Generally, water injected into fields maintains pressure, but Harmaliyah has no water-injection system, so the rise in pressure was a mystery.
Reservoir management engineers determined that the pressure rise was being indirectly caused by water-injection operations at the nearby Hawiyah and Haradh fields in the Southern Area. (As it turns out, Harmaliyah shares the same subterranean aquifer with those fields.) The challenge was figuring out a way to relieve Harmaliyah pressure in the safest, most cost-effective way.
When Harmaliyah was a producing field, its oil was fed
through its own Harmaliyah Gas-Oil Separation Plant (GOSP), but that facility was mothballed in 1998. To reactivate the GOSP would be very expensive.

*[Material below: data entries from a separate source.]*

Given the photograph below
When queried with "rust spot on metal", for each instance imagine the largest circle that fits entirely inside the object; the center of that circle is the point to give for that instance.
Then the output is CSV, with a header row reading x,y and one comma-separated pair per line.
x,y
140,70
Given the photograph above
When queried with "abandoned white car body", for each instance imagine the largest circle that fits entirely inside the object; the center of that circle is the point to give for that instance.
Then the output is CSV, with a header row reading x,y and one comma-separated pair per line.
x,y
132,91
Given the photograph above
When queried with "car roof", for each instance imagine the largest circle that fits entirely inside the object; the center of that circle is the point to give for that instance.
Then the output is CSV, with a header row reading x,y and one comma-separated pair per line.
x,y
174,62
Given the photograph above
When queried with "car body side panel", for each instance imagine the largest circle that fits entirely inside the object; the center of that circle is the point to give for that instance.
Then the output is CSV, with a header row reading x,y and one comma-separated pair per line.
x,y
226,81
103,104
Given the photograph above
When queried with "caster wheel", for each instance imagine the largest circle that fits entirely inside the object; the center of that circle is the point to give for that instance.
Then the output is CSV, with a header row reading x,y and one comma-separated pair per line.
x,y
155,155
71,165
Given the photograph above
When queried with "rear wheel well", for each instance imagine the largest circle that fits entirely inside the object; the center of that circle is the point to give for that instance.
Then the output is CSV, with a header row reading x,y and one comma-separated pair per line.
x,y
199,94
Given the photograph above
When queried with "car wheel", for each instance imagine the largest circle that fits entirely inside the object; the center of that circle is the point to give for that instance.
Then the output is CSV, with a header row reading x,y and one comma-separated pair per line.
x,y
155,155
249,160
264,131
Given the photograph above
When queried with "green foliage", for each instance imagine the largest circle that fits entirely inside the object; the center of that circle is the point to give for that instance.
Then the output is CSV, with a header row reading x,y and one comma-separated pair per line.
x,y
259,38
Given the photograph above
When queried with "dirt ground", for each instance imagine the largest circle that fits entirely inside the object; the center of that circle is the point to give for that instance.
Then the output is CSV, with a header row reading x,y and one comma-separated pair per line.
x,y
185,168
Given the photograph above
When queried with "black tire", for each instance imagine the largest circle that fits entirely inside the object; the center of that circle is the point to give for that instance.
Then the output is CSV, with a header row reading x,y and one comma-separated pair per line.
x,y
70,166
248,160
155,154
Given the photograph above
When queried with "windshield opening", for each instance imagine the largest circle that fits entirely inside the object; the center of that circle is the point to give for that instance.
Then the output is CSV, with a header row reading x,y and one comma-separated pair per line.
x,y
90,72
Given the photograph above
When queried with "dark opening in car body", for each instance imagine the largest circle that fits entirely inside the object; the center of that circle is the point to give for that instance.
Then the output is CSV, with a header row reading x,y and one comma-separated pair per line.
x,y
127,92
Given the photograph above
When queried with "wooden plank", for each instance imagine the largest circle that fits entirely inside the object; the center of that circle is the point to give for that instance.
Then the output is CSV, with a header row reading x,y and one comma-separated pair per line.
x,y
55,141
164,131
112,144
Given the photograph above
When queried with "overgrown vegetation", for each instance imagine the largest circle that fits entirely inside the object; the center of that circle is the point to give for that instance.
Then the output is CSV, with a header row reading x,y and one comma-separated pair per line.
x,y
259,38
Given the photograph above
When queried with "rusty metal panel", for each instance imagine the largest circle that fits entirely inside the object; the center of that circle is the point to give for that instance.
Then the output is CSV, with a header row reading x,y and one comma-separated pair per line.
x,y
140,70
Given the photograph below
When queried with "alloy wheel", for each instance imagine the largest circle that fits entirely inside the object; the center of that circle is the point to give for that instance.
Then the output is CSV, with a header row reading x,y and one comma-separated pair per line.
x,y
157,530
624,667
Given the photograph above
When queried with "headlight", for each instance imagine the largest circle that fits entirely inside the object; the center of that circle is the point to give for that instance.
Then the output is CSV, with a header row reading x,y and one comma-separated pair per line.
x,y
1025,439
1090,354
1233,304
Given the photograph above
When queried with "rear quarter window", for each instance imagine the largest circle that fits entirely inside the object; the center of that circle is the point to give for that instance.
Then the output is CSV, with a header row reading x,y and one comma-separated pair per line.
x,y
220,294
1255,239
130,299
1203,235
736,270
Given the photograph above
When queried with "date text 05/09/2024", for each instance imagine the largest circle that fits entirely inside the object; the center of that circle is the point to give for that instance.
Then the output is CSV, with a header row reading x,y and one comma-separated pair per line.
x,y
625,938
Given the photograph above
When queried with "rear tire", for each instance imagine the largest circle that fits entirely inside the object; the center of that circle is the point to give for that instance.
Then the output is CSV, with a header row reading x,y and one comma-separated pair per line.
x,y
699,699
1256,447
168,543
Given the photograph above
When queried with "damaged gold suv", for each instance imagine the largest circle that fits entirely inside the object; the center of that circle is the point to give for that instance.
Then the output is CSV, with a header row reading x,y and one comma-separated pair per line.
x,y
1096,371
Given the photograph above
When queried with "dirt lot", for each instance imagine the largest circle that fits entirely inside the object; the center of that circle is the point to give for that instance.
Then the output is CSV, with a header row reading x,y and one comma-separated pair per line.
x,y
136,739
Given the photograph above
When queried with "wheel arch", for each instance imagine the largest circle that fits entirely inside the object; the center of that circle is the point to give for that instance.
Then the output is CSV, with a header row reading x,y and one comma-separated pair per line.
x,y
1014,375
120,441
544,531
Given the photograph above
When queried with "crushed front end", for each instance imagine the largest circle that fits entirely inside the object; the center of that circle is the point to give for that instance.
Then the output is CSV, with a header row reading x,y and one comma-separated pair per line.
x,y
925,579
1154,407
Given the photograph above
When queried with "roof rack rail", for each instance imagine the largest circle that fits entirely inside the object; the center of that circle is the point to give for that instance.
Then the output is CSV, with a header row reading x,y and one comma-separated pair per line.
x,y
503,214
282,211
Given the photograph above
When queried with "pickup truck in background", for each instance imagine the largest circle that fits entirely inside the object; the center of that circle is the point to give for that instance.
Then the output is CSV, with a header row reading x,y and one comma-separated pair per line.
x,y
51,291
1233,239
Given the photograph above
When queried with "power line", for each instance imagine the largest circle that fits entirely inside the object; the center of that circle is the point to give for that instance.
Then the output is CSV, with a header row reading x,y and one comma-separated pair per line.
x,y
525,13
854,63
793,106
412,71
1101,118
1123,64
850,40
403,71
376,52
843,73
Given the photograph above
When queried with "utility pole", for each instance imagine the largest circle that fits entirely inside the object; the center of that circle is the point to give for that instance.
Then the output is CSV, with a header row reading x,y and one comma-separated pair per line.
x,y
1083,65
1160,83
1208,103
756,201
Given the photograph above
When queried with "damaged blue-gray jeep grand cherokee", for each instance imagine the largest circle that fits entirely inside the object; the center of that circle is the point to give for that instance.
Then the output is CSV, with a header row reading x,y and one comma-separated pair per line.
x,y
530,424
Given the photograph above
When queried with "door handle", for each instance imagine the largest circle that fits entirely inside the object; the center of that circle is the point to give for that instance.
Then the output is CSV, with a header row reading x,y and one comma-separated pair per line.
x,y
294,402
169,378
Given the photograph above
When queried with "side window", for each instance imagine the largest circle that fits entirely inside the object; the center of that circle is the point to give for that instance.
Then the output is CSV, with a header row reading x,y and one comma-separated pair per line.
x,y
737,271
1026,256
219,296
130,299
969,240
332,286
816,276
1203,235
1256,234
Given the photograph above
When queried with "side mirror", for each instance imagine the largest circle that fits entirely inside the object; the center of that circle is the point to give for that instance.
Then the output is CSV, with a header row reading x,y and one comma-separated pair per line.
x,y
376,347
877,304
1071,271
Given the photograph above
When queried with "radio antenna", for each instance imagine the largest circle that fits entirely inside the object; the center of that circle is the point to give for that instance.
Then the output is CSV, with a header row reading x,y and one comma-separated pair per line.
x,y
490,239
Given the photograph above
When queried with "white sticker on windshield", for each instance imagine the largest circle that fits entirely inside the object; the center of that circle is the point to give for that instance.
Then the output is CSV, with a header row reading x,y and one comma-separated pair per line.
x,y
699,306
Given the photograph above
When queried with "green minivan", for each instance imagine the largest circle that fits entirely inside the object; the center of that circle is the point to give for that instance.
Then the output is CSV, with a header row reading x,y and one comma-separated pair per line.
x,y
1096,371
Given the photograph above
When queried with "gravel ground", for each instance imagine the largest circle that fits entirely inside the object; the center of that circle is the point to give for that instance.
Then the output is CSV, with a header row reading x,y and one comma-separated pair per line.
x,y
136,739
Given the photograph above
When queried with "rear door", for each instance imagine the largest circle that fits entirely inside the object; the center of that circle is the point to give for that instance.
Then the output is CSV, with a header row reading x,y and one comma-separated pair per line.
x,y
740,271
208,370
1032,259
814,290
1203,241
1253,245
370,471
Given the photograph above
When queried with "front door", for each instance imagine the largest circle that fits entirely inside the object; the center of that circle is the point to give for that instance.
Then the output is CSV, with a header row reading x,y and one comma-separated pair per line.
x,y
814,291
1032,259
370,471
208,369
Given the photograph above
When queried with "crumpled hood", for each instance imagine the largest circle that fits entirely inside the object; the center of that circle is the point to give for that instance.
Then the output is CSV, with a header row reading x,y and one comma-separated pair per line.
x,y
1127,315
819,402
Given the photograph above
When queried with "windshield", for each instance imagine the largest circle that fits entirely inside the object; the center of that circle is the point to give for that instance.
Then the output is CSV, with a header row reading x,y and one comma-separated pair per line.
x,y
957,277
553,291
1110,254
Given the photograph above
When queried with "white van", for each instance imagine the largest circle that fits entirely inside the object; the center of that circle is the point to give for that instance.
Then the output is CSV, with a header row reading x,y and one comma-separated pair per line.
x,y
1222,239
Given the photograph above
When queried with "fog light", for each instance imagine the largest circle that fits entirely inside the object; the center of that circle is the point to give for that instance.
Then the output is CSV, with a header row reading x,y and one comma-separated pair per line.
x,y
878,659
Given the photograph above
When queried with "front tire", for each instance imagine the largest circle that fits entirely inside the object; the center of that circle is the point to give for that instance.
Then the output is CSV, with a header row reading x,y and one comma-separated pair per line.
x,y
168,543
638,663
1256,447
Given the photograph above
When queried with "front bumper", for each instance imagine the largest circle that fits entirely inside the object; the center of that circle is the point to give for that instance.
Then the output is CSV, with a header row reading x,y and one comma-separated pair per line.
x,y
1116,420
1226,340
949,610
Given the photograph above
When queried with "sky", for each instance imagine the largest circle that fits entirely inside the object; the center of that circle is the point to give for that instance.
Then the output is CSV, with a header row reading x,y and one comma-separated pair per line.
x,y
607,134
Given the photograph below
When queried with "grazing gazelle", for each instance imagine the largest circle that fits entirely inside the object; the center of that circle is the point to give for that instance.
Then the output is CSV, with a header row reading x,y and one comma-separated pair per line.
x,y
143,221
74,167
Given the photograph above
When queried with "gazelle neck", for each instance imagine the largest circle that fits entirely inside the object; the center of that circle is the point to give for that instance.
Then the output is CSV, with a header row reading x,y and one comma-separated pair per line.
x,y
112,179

South Ghawar production experts, after extensive brainstorming and in consultation with other specialists, came up with the solution: Free flow production.
Harmaliyah's pressure was sufficient for its crude to be "free flowed" to the operational 'Uthmaniyah GOSP-4, about 57 km from the dormant Harmaliyah GOSP. The Free Flow Project was initiated in 2001, and free-flow of crude started this year. Thus, officials were able to ease the pressure on Harmaliyah without re-starting its GOSP -- which means substantial savings in annual operations, maintenance and inspection of the plant.
The free-flow idea will produce revenues from new production that reached 55,000 bpd earlier this year. The project execution was achieved by using "in-house resources," including the essential expertise of young Saudi engineers.
Harmaliyah field was discovered in January
1972 and put into production in August 1973. The field was mothballed and put back into production three times, most recently in 1998.